Adán Augusto López, ahora apuntado en la fila de los aspirantes a alcanzar la coordinación general de Morena –político de vocación–, tiene una formación académica profundamente enraizada en la ciencia política, pero también en el derecho; y, en éste, en el derecho notarial. Su comprensión sobre la importancia jurídico-constitucional de la función judicial es incuestionable. El exsecretario es licenciado en derecho, y goza de estudios de postgrado en ciencia política y en derecho notarial, tanto por la Universidad de la Sorbona en Paris II, como por la Universidad Nacional Autónoma de México.
Por dicha razón, debe estimarse inverosímil el señalamiento que ha hecho, en el sentido de que se debe acabar con el “imperio de los jueces”, a quienes acusa de haberse corrompido por los oligarcas del dinero. Debe decirse, la labor de los jueces no es libre ni discrecional, sino que se fija por las leyes que los rigen y mira por los principios abstractos que contemplan las normas jurídicas, principios que resultan aplicables a cualquier persona, con o sin ese dinero.
El precandidato ha querido hacer evidente una cercanía con el presidente López Obrador, cabeza del “movimiento”, con el ánimo de ganar su venia en la búsqueda de la designación oficial; pero su posicionamiento no se puede tomar con seriedad. Se necesita que él diga cuál es el fondo de la propuesta sustancial, más allá de la inadmisible idea de que los jueces sean nombrados por votación popular. Su comentario no goza de validez jurídica, sino que está directamente enfocado en lograr un propósito eminentemente político: ¿cuál es ese posible propósito político que partiría de la base de ser, como se ve, propiamente antijurídico?

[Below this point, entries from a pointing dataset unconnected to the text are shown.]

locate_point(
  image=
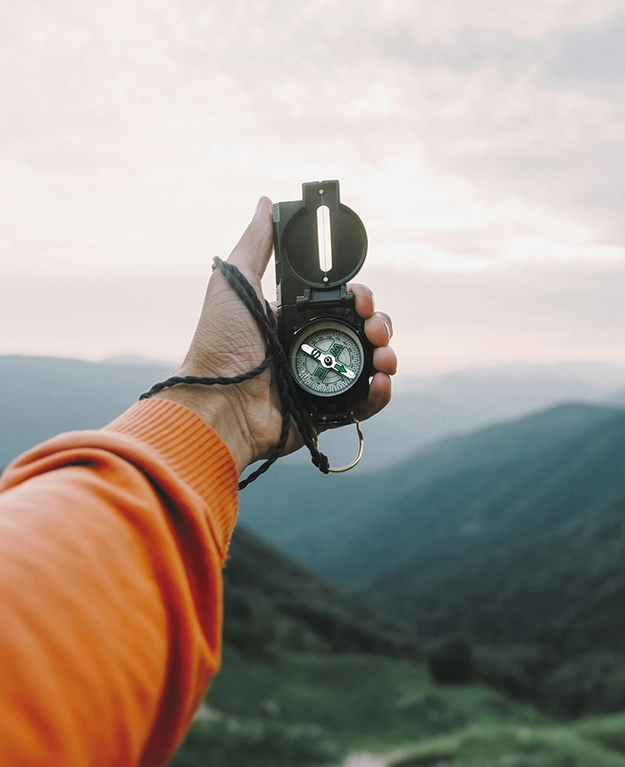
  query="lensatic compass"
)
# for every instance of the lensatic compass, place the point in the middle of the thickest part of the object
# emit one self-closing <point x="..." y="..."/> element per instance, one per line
<point x="321" y="244"/>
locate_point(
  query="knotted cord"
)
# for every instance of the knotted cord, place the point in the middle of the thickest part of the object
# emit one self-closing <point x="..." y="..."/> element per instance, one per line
<point x="276" y="358"/>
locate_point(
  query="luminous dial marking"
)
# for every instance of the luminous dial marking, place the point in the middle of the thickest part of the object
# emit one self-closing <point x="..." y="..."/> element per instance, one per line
<point x="327" y="358"/>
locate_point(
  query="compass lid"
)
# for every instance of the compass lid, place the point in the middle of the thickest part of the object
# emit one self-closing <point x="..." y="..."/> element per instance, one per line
<point x="324" y="227"/>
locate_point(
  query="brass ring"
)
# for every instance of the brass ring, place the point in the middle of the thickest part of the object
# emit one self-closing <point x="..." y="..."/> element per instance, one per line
<point x="356" y="461"/>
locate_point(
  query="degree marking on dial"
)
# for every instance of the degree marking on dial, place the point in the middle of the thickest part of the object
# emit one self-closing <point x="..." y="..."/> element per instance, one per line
<point x="328" y="361"/>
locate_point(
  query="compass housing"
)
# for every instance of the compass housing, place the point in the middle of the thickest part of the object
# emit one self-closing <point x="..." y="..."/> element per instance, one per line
<point x="313" y="302"/>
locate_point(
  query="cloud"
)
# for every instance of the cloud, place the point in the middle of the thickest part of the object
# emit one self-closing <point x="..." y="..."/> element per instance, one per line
<point x="443" y="321"/>
<point x="474" y="138"/>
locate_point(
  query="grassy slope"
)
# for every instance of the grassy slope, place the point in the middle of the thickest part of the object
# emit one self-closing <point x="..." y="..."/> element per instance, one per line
<point x="307" y="709"/>
<point x="312" y="709"/>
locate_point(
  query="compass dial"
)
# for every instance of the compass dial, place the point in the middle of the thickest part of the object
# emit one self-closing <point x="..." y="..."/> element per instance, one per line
<point x="326" y="358"/>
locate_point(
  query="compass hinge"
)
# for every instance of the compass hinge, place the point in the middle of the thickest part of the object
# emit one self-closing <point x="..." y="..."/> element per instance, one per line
<point x="332" y="298"/>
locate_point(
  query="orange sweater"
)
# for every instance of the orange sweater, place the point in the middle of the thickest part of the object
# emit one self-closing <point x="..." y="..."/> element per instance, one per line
<point x="111" y="547"/>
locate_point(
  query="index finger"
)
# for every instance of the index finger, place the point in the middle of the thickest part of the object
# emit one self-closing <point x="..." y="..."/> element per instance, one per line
<point x="363" y="299"/>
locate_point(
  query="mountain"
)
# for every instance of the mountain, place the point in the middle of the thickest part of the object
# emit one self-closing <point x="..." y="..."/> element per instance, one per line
<point x="322" y="519"/>
<point x="44" y="396"/>
<point x="272" y="604"/>
<point x="481" y="533"/>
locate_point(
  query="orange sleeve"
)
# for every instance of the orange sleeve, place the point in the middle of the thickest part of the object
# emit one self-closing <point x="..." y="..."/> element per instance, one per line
<point x="111" y="547"/>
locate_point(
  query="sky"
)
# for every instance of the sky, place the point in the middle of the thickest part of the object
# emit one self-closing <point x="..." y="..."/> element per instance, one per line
<point x="482" y="142"/>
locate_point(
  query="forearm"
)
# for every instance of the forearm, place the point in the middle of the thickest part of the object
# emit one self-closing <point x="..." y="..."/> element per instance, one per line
<point x="110" y="556"/>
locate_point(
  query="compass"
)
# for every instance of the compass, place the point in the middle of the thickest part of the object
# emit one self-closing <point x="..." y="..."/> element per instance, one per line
<point x="326" y="357"/>
<point x="321" y="244"/>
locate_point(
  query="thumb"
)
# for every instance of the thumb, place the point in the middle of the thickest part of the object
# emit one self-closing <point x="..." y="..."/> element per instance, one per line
<point x="254" y="249"/>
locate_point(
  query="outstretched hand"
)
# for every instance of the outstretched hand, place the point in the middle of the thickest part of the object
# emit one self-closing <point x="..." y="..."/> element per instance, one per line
<point x="228" y="342"/>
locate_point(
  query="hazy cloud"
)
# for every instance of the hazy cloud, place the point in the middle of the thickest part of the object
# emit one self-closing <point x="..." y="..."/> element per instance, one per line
<point x="480" y="141"/>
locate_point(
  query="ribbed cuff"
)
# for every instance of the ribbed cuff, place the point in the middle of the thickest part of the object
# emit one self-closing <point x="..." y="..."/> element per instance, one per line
<point x="192" y="449"/>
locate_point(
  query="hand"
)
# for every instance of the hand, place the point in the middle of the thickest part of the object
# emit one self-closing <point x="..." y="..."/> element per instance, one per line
<point x="227" y="342"/>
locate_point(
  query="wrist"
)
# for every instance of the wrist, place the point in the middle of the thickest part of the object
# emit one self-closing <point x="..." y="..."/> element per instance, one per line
<point x="219" y="411"/>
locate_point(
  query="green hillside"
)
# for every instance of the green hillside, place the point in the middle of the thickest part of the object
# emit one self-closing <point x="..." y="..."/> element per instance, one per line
<point x="273" y="604"/>
<point x="511" y="534"/>
<point x="44" y="396"/>
<point x="326" y="520"/>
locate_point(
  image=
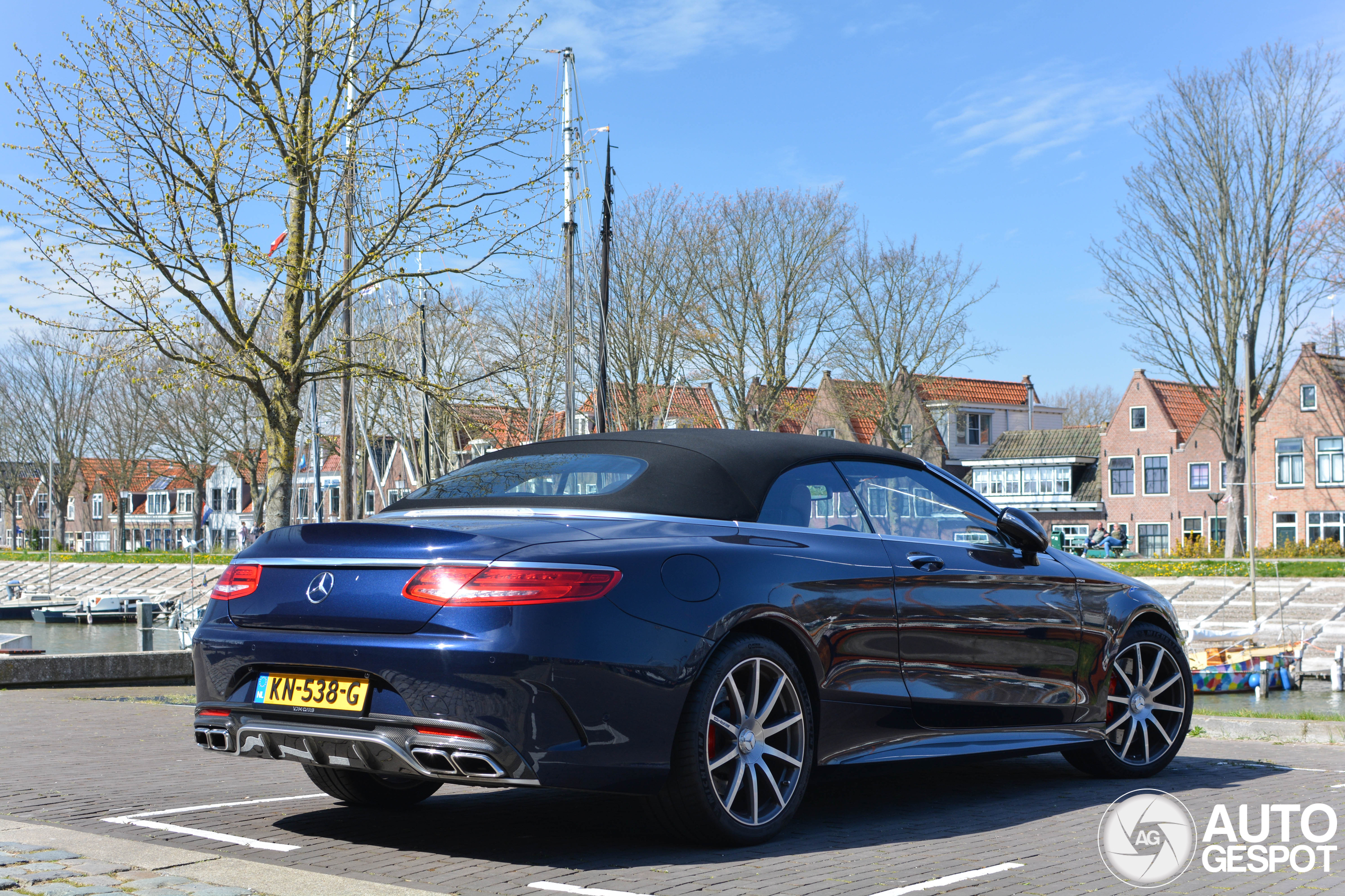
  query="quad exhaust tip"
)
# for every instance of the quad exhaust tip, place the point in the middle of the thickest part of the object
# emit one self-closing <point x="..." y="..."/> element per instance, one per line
<point x="213" y="738"/>
<point x="470" y="765"/>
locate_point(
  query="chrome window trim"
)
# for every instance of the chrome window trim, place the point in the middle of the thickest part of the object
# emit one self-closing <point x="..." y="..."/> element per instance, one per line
<point x="774" y="527"/>
<point x="580" y="513"/>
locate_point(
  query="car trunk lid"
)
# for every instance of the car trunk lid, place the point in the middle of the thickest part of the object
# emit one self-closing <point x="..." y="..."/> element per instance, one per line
<point x="349" y="577"/>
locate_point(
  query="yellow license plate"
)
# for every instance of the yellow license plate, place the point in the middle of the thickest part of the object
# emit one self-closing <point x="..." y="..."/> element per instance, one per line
<point x="312" y="693"/>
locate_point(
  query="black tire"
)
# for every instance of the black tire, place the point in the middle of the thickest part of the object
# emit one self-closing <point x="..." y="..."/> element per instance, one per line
<point x="1147" y="712"/>
<point x="367" y="789"/>
<point x="724" y="800"/>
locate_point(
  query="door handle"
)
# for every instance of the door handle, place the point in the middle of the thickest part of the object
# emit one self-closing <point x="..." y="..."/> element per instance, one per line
<point x="925" y="562"/>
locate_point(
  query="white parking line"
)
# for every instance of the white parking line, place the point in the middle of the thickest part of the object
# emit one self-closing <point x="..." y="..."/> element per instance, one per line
<point x="952" y="879"/>
<point x="572" y="889"/>
<point x="930" y="884"/>
<point x="139" y="820"/>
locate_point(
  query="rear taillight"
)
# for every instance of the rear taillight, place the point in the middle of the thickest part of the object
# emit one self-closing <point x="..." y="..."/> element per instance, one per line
<point x="507" y="586"/>
<point x="237" y="581"/>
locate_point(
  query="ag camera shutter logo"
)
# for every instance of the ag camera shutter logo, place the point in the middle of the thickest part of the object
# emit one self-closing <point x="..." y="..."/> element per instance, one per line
<point x="1147" y="839"/>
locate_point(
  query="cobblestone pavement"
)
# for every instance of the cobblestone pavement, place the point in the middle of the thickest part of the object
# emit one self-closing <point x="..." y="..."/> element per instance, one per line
<point x="31" y="868"/>
<point x="73" y="761"/>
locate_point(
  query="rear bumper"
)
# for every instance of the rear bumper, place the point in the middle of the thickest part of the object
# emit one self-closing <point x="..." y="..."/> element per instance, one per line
<point x="388" y="750"/>
<point x="580" y="696"/>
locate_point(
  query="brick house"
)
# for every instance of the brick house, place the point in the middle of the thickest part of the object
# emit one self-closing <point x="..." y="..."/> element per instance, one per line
<point x="953" y="418"/>
<point x="1161" y="463"/>
<point x="1299" y="461"/>
<point x="1050" y="473"/>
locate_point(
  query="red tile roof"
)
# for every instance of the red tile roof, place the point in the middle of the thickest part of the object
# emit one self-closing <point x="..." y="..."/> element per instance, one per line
<point x="1184" y="405"/>
<point x="961" y="388"/>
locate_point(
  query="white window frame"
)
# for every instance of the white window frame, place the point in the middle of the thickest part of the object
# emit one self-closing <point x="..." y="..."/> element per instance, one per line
<point x="1133" y="481"/>
<point x="1194" y="464"/>
<point x="1338" y="463"/>
<point x="1299" y="455"/>
<point x="1144" y="483"/>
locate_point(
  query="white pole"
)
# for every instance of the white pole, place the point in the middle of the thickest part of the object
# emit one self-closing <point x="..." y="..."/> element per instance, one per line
<point x="569" y="226"/>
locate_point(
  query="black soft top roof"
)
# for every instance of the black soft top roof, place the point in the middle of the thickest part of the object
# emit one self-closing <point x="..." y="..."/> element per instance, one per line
<point x="716" y="475"/>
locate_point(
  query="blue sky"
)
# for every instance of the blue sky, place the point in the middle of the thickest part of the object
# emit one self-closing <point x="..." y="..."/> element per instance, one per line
<point x="1002" y="128"/>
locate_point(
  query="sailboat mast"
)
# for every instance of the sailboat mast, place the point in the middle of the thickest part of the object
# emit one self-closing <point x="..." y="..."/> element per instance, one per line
<point x="569" y="226"/>
<point x="603" y="293"/>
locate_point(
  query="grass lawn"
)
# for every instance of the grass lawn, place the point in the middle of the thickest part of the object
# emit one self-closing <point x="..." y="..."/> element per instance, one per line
<point x="1304" y="715"/>
<point x="1265" y="568"/>
<point x="108" y="557"/>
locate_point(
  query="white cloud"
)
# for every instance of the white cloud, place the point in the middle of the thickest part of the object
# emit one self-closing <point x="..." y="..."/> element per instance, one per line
<point x="654" y="35"/>
<point x="1051" y="106"/>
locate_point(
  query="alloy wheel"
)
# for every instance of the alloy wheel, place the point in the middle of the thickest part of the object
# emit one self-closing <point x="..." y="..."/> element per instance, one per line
<point x="1146" y="703"/>
<point x="755" y="740"/>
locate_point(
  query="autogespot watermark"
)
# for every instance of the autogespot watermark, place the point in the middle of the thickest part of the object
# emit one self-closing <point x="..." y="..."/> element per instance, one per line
<point x="1147" y="839"/>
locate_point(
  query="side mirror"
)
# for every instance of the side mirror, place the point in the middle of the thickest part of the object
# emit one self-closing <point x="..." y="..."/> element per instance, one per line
<point x="1024" y="531"/>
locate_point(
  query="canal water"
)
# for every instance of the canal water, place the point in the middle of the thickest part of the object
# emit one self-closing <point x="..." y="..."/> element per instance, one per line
<point x="74" y="637"/>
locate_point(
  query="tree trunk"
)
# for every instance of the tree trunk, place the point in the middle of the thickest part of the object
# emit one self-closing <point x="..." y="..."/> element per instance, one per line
<point x="282" y="433"/>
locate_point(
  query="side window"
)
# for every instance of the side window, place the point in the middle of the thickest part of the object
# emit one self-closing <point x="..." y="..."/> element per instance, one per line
<point x="814" y="497"/>
<point x="917" y="504"/>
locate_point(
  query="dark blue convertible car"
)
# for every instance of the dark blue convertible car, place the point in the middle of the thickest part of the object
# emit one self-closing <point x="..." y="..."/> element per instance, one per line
<point x="700" y="617"/>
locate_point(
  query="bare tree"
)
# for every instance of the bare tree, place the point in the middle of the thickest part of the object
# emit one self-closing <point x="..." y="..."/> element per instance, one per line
<point x="905" y="320"/>
<point x="49" y="390"/>
<point x="124" y="433"/>
<point x="177" y="140"/>
<point x="1221" y="233"/>
<point x="758" y="263"/>
<point x="1086" y="405"/>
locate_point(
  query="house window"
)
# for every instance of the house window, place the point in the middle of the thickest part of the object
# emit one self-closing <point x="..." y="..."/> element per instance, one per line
<point x="1286" y="528"/>
<point x="1289" y="463"/>
<point x="973" y="429"/>
<point x="1331" y="461"/>
<point x="1325" y="527"/>
<point x="1122" y="475"/>
<point x="1156" y="476"/>
<point x="1199" y="477"/>
<point x="1153" y="538"/>
<point x="1191" y="530"/>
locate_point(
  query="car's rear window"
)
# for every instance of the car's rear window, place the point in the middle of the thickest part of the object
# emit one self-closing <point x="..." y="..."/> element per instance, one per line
<point x="537" y="475"/>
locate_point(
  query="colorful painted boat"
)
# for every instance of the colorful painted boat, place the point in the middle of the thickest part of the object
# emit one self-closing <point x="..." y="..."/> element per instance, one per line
<point x="1224" y="671"/>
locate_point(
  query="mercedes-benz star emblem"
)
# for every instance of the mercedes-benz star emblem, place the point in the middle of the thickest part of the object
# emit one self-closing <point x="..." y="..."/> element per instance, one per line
<point x="320" y="587"/>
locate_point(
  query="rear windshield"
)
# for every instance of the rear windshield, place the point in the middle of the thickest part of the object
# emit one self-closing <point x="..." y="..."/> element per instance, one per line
<point x="537" y="475"/>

No han arrancado las campañas. Debemos estar atentos y ser precavidos, para no caer en tentaciones fundadas en discursos tan pegajosos como endebles. Debemos conocer y divulgar los descubrimientos de todos estos agentes políticos encaminados a gobernar a México, porque sin importar la disociación que llegará a existir mañana entre el discurso y sus acciones, no deja de estar presente en la retórica, el sentimiento y pretensión original del actual de gobierno. Las pistas alumbran un camino dirigido al apoderamiento rapaz de la vida pública a través de los cauces más insospechados.
El mensaje subyacente contenido en el discurso político del precandidato, nos alerta sobre la muy clara voluntad del “movimiento”, de apoderarse del Congreso General a toda costa, para lograr la culminación de un plan de reformas y transformación constitucional del país, que perseguiría un objetivo “igualitario”, poco comprensible e indudablemente oculto. ¿Hacia qué rumbo caminará México de la mano de aquella de las tres “corcholatas” que gane la designación oficial?